Mulumeoderwa Batandi, président de l’ANAPECO, a exprimé son indignation lors d’un entretien avec un reporter de Radio Gorilla FM ce jeudi 29 mai 2025. Cette réaction fait suite à des informations relayées par le sous-noyau de Panzi de la société civile, selon lesquelles des chefs d’établissement exigeraient entre 15 et 20 USD de chaque finaliste, sous prétexte de garantir de bons résultats.
Pas de Frais Illégaux : La Correction Est Électronique
M. Batandi rappelle avec insistance que la correction des examens d’État se fait de manière électronique à Kinshasa. Il exhorte donc les élèves à ne pas se laisser tromper et à refuser de payer ces frais considérés comme illégaux.

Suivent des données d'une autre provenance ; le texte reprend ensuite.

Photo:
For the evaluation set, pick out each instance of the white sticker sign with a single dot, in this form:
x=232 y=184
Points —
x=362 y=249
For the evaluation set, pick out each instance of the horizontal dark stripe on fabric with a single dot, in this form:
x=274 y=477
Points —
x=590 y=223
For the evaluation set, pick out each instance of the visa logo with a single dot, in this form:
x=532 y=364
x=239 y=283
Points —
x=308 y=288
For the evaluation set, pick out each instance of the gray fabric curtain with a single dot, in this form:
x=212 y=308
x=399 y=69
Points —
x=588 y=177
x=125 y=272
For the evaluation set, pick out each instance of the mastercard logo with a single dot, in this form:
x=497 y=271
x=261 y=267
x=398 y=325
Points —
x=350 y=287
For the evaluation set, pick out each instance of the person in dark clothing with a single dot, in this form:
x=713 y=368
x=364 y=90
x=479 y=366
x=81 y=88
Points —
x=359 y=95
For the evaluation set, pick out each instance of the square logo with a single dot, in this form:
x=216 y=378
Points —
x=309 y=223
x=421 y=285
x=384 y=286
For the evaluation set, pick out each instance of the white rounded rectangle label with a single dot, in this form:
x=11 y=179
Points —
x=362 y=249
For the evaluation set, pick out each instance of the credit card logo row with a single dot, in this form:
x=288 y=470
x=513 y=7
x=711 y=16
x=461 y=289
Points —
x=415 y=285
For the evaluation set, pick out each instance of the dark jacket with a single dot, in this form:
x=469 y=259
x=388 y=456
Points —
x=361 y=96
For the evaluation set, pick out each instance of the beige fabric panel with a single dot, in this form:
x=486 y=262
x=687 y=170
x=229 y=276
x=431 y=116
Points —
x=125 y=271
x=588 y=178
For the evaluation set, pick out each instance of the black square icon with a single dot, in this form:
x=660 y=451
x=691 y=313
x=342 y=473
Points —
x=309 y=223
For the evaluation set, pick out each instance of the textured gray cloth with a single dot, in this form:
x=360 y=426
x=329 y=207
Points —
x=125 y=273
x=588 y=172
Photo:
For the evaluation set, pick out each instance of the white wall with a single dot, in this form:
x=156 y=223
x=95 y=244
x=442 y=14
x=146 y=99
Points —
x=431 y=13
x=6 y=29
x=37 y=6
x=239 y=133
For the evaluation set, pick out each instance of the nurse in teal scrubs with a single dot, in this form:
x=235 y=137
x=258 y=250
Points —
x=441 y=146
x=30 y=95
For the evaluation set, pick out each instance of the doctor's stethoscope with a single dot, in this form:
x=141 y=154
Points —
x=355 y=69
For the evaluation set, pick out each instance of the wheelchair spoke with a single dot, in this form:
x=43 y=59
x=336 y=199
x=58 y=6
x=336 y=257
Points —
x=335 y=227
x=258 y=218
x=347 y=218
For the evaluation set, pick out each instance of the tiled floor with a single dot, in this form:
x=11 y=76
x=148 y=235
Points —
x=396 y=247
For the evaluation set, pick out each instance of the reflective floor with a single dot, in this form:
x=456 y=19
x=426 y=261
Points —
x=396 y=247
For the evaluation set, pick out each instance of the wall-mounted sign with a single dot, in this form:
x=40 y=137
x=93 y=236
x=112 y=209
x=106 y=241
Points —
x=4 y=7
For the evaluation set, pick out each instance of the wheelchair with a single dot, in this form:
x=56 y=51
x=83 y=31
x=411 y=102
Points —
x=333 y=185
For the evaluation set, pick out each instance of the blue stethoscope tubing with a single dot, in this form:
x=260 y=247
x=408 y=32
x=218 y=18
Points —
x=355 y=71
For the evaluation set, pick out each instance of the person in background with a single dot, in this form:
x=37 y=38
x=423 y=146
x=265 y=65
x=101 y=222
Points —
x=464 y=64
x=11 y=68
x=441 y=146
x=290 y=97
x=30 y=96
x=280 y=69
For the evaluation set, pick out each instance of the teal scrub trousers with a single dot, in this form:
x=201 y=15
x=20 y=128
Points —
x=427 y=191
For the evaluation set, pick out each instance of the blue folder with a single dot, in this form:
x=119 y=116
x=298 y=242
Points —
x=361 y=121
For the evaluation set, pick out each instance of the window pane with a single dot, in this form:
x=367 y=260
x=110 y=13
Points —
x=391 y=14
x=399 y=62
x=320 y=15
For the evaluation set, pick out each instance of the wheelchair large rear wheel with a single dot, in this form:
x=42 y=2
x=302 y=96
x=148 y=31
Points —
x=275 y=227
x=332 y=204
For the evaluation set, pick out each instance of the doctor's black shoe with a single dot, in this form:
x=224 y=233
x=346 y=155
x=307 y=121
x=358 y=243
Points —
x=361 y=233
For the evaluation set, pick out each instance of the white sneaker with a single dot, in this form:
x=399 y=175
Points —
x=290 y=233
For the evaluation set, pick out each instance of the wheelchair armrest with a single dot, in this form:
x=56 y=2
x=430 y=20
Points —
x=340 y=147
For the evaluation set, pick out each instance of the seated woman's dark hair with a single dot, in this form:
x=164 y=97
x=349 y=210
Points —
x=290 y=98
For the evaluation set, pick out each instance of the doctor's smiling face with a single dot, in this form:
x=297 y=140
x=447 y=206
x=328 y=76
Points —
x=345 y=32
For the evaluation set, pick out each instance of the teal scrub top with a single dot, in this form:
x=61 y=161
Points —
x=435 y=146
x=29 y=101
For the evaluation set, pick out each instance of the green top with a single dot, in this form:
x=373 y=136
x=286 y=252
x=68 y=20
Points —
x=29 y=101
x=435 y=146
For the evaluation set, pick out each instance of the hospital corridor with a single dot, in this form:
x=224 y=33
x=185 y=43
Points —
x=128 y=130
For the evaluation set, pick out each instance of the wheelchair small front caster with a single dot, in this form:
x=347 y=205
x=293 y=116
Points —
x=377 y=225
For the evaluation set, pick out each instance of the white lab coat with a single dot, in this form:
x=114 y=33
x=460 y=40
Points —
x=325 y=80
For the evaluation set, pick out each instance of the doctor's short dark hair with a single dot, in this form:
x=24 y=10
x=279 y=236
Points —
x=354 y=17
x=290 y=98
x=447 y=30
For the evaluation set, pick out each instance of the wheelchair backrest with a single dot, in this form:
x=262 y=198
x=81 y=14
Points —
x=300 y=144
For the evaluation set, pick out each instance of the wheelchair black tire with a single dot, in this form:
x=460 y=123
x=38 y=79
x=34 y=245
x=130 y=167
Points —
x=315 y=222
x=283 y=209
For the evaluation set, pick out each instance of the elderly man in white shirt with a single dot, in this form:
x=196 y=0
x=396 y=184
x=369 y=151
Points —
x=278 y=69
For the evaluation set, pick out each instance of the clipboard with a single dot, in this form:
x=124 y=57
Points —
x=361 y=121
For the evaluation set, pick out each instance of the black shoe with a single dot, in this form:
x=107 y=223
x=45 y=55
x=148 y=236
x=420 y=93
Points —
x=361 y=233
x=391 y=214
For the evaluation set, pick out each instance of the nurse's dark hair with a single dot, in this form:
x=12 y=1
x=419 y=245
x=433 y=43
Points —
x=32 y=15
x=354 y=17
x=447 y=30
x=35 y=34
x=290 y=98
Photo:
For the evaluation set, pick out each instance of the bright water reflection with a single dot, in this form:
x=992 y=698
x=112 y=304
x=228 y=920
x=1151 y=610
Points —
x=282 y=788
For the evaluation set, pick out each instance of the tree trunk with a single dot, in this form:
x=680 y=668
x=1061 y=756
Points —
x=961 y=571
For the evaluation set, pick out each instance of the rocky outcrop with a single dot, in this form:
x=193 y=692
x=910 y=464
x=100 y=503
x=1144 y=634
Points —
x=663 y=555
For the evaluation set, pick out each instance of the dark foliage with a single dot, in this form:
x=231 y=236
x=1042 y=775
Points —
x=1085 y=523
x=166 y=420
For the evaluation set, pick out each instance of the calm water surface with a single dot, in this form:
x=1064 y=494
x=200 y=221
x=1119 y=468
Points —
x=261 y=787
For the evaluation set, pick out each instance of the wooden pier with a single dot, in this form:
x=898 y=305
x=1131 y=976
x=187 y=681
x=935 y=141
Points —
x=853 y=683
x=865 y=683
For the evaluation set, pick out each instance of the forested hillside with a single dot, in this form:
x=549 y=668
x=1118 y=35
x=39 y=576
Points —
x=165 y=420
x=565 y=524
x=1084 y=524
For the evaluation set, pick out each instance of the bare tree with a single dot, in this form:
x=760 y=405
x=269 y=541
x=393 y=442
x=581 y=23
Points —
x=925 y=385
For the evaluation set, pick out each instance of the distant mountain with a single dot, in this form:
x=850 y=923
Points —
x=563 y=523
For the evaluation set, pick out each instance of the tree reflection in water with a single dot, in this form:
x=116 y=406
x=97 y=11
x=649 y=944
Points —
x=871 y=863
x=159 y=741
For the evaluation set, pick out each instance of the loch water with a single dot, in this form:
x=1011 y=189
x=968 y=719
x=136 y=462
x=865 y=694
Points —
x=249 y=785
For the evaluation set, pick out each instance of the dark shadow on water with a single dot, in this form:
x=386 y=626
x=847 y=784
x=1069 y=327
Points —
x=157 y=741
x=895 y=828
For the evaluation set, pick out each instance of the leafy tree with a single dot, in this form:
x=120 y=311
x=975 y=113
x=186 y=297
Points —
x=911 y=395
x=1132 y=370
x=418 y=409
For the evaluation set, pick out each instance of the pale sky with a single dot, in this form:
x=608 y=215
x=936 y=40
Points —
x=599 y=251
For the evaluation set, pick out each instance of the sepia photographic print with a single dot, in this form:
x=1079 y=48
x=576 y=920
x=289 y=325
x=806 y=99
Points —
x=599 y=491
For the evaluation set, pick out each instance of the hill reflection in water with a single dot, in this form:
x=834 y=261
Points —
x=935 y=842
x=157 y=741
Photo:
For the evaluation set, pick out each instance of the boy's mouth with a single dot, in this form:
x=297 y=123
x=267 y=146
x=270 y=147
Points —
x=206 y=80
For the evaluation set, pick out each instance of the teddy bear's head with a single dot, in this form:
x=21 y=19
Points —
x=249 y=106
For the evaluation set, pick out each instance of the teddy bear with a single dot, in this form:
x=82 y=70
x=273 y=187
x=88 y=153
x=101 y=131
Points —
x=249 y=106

« Nous disons encore une fois aux chefs d’établissement qui commencent à demander l’argent sous prétexte d’avoir de bons résultats : j’informe tous les enfants qui vont présenter l’examen que l’examen d’État est corrigé électroniquement par des machines à Kinshasa, donc qu’on ne vous trompe pas, » a martelé Mulumeoderwa Batandi. « Que les parents ne se laissent pas escroquer par ces malfrats, car ces élèves ne doivent rien payer jusqu’à présent, c’est ce qui a été dit par la hiérarchie nationale. »
L’ANAPECO Demande un Suivi Rigoureux
L’ANAPECO interpelle également les chefs d’établissement impliqués dans ces pratiques à cesser de tromper et de rançonner des parents qui traversent déjà des moments difficiles.
Le président de l’ANAPECO a rappelé que son organisation avait déjà alerté les autorités sur cette situation. Il recommande qu’un suivi rigoureux soit mis en place pour apporter une solution définitive à ce problème qui mine la crédibilité du système éducatif et pèse lourdement sur les familles.